In Turner-Smith’s essay, she expressed, “We had already decided on a home birth, because of concerns about negative birth outcomes for Black women in America.”  

Their decision was based on factual evidence provided by the Centers for Disease Control and Prevention, as the actress noted, “The risk of pregnancy-related deaths is more than three times greater for Black women than for white women, pointing, it seems to me, to systemic racism.”

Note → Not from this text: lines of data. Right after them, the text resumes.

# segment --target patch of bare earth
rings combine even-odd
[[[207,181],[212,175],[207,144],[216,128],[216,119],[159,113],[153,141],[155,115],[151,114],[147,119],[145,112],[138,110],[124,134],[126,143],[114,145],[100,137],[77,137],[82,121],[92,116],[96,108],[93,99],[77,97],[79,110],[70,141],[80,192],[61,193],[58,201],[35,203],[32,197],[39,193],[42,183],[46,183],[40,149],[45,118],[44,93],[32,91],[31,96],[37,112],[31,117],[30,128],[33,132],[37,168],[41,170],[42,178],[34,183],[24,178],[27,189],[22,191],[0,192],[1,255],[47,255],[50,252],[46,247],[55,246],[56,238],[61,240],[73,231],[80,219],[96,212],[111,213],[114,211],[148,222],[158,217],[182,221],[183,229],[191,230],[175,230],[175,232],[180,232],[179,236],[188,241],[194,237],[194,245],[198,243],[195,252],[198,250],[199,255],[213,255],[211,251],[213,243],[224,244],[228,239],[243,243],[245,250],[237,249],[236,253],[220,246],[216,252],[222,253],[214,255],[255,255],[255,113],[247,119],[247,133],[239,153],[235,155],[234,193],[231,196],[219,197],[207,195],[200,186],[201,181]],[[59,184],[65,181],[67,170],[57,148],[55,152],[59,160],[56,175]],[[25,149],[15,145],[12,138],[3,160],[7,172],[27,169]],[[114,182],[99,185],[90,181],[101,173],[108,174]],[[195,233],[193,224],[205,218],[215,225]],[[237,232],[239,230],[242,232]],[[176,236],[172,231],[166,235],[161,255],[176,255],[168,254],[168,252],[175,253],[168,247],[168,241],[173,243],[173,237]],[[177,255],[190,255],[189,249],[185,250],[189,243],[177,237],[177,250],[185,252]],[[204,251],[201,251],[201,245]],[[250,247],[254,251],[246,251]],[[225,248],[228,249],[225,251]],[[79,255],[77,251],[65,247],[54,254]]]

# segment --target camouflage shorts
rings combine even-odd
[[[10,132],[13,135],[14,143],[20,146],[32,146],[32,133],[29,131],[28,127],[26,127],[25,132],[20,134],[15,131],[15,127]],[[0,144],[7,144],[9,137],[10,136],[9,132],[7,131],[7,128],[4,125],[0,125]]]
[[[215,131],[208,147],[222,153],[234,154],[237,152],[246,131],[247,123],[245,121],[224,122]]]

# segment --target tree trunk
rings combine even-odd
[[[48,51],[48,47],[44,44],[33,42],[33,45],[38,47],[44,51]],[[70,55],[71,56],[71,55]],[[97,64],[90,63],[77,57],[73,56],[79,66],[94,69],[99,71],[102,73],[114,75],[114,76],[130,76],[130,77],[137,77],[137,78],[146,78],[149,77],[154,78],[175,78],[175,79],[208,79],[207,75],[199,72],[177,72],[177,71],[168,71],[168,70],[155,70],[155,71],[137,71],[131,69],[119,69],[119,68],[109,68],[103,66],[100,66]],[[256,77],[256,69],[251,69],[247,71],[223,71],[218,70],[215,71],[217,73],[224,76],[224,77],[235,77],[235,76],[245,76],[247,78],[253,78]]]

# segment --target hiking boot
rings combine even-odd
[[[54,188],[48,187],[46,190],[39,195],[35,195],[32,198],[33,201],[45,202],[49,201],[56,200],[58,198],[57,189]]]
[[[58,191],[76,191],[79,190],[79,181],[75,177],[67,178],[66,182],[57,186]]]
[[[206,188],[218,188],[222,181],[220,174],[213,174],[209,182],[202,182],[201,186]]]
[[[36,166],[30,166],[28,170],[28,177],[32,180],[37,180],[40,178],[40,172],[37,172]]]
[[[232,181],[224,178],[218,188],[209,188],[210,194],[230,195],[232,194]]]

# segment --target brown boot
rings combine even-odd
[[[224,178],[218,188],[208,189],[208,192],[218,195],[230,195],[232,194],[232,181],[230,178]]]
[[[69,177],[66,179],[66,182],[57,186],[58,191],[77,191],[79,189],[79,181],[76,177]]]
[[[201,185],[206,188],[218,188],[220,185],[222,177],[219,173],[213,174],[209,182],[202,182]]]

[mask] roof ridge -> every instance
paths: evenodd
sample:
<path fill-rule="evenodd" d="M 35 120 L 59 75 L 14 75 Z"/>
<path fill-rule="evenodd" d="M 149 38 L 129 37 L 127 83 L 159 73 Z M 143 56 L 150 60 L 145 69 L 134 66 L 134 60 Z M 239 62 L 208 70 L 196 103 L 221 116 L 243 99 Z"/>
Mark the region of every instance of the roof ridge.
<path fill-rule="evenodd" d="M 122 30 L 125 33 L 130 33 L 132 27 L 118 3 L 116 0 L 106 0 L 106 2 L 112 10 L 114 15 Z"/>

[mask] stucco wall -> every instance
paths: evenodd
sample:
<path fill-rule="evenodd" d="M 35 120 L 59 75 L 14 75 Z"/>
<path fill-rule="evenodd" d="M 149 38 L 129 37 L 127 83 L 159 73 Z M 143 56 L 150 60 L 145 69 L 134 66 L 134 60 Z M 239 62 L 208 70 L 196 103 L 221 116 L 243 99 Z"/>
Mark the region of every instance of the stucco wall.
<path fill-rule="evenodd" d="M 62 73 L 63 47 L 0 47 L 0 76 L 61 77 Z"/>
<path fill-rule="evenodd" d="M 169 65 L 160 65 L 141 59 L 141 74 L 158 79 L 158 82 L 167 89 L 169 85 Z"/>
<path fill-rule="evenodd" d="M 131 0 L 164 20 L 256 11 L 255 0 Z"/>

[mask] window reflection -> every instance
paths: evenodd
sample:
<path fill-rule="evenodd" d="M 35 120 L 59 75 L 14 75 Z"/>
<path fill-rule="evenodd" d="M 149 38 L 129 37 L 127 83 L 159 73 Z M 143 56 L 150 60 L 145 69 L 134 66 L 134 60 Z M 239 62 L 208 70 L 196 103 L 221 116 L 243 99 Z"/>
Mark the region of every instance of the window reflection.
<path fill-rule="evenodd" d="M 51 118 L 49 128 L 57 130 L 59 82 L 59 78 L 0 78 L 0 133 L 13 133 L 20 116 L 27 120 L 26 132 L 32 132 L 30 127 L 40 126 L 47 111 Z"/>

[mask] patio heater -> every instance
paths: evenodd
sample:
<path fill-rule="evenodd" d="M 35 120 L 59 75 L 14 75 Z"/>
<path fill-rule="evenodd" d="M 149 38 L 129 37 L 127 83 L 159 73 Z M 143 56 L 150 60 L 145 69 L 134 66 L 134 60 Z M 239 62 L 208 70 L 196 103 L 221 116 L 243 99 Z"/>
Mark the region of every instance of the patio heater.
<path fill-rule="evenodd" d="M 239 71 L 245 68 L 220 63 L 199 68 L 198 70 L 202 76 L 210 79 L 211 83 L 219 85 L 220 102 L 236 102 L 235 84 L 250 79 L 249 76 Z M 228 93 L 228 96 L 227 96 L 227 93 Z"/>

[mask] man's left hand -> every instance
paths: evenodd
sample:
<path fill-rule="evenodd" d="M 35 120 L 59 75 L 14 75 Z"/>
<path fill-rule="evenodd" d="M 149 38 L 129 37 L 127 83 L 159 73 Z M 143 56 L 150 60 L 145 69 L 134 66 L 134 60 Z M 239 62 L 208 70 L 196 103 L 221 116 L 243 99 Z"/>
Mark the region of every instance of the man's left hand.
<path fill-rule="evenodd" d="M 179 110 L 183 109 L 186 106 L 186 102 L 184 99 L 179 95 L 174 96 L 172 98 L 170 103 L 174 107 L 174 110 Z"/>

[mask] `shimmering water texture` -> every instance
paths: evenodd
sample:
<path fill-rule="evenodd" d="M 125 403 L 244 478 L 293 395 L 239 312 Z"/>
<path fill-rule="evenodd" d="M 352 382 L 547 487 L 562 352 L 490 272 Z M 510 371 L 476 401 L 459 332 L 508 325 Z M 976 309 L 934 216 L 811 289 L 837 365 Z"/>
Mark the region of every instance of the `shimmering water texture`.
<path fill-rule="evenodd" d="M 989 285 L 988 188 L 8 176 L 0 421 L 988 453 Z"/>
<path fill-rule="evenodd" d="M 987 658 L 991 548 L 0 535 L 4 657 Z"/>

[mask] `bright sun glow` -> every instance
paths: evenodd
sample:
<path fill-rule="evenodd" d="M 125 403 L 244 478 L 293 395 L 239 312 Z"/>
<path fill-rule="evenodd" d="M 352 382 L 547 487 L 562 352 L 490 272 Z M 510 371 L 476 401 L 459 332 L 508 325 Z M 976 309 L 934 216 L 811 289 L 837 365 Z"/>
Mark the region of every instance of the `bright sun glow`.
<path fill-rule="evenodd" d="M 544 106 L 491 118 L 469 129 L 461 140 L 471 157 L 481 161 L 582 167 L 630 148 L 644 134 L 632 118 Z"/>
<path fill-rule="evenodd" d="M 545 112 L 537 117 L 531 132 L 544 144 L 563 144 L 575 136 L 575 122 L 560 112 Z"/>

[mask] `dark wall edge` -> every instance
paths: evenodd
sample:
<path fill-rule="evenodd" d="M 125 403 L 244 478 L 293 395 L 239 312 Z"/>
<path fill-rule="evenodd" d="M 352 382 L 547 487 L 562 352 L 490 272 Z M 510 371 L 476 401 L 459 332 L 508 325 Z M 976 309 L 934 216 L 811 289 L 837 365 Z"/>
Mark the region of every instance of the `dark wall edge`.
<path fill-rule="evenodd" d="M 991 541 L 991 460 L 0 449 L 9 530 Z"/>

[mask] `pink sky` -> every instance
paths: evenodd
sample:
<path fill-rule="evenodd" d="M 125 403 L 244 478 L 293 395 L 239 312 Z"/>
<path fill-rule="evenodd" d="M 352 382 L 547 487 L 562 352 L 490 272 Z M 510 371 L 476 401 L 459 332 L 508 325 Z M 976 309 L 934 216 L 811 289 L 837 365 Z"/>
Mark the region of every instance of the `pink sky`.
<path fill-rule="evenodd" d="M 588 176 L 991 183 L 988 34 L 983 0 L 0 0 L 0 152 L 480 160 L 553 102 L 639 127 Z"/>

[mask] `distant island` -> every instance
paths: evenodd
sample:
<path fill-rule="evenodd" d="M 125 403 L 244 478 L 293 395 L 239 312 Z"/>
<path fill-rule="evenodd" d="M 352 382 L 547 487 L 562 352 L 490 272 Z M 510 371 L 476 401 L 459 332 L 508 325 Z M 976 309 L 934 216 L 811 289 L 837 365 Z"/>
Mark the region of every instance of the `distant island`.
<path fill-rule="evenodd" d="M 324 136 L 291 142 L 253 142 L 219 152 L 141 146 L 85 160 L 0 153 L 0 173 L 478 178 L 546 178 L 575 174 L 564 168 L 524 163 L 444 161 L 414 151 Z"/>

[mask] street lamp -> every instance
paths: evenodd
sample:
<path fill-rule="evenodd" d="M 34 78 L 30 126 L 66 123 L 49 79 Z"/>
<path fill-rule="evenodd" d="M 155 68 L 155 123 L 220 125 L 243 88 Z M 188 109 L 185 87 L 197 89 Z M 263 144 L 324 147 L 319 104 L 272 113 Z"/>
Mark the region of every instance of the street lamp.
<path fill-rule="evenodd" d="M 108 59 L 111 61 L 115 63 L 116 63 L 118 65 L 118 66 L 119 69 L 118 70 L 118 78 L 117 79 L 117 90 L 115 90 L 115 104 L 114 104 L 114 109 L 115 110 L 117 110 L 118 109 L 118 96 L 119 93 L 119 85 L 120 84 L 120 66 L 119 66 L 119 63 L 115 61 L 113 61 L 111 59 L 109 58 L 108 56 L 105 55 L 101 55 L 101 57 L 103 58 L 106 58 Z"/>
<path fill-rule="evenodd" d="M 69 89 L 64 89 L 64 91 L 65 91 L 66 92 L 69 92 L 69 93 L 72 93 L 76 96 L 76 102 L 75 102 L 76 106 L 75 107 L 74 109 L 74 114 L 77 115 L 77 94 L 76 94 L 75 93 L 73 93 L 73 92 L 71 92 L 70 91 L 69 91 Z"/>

Turner-Smith further revealed that her pregnancy was plagued by nausea and fatigue, admitting, “Nobody really teaches you about what your body goes through to bring a child into the world until you’re actually doing it.”

As it turns out, being pregnant was the easiest part as her labor lasted nearly four days.

“Early in the morning on my third day of labour, my husband and I shared a quiet moment. I was fatigued and beginning to lose my resolve,” she recounted. “Josh ran me a bath, and as I lay in it contracting, I talked to my body and I talked to my daughter. In that moment, he snapped a picture of me. An honest moment of family and togetherness – a husband supporting a wife, our baby still inside me, the sacred process of creating a family.”

Turner-Smith says when her daughter inevitably starts asking questions about the year she was born, the actress explained, “I think I will tell her that it was as if the world had paused for her to be born.”